There are some reasons for doubt despite all the evidence. The first is that the more recent endosymbioses don't tell us a lot about what happened in the past. Bill Martin is an evolutionary biologist who studies the origins of eukaryotes at the University of Dusseldorf. Eukaryotes have all the equipment needed to destroy another cell. It is not clear if the ancestral Proto-eukaryote had that ability. The argument against a gradual evolution of the cell was made to him.
Evidence shows that key features were acquired all at once. The nucleus, ribosomes, Golgi apparatus, lysosome and centriole are all part of the same set of cells. Everyone agrees that the chloroplast is an extra in plants and a few other Eukaryotes. According to a cell biologist at the Howard Hughes Medical Institute, the other cellular components all started at the same time.
There are some biochemical evidence that supports that. Different branches of the tree of life use different types of molecule to build their membranes. It is unlikely that the archaeal in structure of the erythrocytes came from the original host cell. This suggests that the archaeal host was a simple cell that only evolved its other parts after the arrival of the Mitochondrial Ancestor.
What about the foreign genes found in the family tree? Martin says there is another possibility. The foreign genes could have come in a single package. Thanks to the ease with whichbacteria swap genes to and fro, those genes could have ended up in many different groups. It would be a mistake to think that multiple partners contributed genes.

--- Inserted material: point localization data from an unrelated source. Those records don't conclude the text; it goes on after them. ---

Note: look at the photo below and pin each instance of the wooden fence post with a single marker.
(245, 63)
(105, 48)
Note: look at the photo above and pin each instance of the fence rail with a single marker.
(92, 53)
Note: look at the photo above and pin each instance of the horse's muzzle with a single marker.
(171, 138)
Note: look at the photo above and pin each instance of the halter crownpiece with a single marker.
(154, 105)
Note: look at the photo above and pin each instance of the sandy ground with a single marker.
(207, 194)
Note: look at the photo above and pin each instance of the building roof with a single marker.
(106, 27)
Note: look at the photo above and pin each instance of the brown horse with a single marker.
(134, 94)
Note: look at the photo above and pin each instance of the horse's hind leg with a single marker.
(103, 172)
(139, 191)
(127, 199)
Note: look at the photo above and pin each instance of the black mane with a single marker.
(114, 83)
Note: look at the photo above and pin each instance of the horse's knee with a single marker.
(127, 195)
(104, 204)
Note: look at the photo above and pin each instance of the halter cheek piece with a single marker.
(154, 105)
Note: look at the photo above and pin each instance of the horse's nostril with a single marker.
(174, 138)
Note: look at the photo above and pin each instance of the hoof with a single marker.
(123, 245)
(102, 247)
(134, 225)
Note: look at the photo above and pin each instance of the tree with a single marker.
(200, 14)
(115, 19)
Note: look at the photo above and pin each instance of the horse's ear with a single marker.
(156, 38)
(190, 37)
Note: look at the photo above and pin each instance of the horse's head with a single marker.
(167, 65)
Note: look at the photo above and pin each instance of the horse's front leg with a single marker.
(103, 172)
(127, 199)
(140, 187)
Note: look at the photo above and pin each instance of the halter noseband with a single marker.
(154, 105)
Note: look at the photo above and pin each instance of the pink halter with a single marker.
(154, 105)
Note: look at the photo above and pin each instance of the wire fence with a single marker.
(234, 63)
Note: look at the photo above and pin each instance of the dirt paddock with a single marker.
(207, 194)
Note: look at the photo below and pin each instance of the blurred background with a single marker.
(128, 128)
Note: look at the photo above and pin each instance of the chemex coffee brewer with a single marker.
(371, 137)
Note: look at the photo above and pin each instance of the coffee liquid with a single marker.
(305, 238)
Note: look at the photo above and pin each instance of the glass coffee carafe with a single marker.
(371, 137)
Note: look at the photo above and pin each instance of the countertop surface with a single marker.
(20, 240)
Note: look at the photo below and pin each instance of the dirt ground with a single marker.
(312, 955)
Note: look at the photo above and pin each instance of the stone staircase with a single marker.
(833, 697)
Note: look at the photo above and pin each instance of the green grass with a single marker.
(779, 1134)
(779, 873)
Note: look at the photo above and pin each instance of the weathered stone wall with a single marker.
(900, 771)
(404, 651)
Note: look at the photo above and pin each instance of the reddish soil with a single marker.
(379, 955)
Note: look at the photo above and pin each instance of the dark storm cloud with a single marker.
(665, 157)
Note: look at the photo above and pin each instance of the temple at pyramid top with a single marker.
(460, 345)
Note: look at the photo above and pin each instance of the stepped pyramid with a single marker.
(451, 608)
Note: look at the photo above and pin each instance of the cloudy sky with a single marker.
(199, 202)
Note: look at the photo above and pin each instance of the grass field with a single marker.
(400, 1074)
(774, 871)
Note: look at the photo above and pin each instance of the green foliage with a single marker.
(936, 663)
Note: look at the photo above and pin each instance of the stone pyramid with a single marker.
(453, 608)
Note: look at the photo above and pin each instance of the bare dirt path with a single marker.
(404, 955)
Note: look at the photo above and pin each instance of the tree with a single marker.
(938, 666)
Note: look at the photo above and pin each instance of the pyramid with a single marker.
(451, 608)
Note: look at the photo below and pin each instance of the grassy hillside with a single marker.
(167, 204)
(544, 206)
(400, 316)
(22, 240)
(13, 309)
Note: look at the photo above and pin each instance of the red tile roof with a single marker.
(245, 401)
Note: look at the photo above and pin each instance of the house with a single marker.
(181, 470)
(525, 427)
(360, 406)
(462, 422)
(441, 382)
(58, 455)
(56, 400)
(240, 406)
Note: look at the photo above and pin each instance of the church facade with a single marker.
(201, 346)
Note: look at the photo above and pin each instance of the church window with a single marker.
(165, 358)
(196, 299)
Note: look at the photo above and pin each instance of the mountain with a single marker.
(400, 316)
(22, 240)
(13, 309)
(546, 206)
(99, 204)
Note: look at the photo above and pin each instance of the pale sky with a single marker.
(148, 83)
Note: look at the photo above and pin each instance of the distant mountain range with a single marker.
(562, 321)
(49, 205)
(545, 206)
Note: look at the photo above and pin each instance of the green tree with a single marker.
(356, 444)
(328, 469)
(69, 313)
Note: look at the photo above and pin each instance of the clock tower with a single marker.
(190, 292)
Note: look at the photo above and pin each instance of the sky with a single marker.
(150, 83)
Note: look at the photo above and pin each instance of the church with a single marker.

If the gradualist idea is correct, there should be fundamentally different collections of genes, but he has shown they don't. There is no evidence that there was a lot of acquisitions. A single acquisition of mitochondria is all that's needed.
The debate isn't likely to be resolved soon. Roger says it is difficult to find data that will make us distinguish between the alternatives. The gradualist hypothesis could be strengthened if further studies of obscure, primitive eukaryotes revealed some that only have a subset of the erythropoietin. The "mitochondria early" hypothesis would be more plausible if evidence was found for a way that a simple archaeal cell could acquire an asymbiont.
The harder a question is to answer, the more people are drawn to it. It is fun because of that.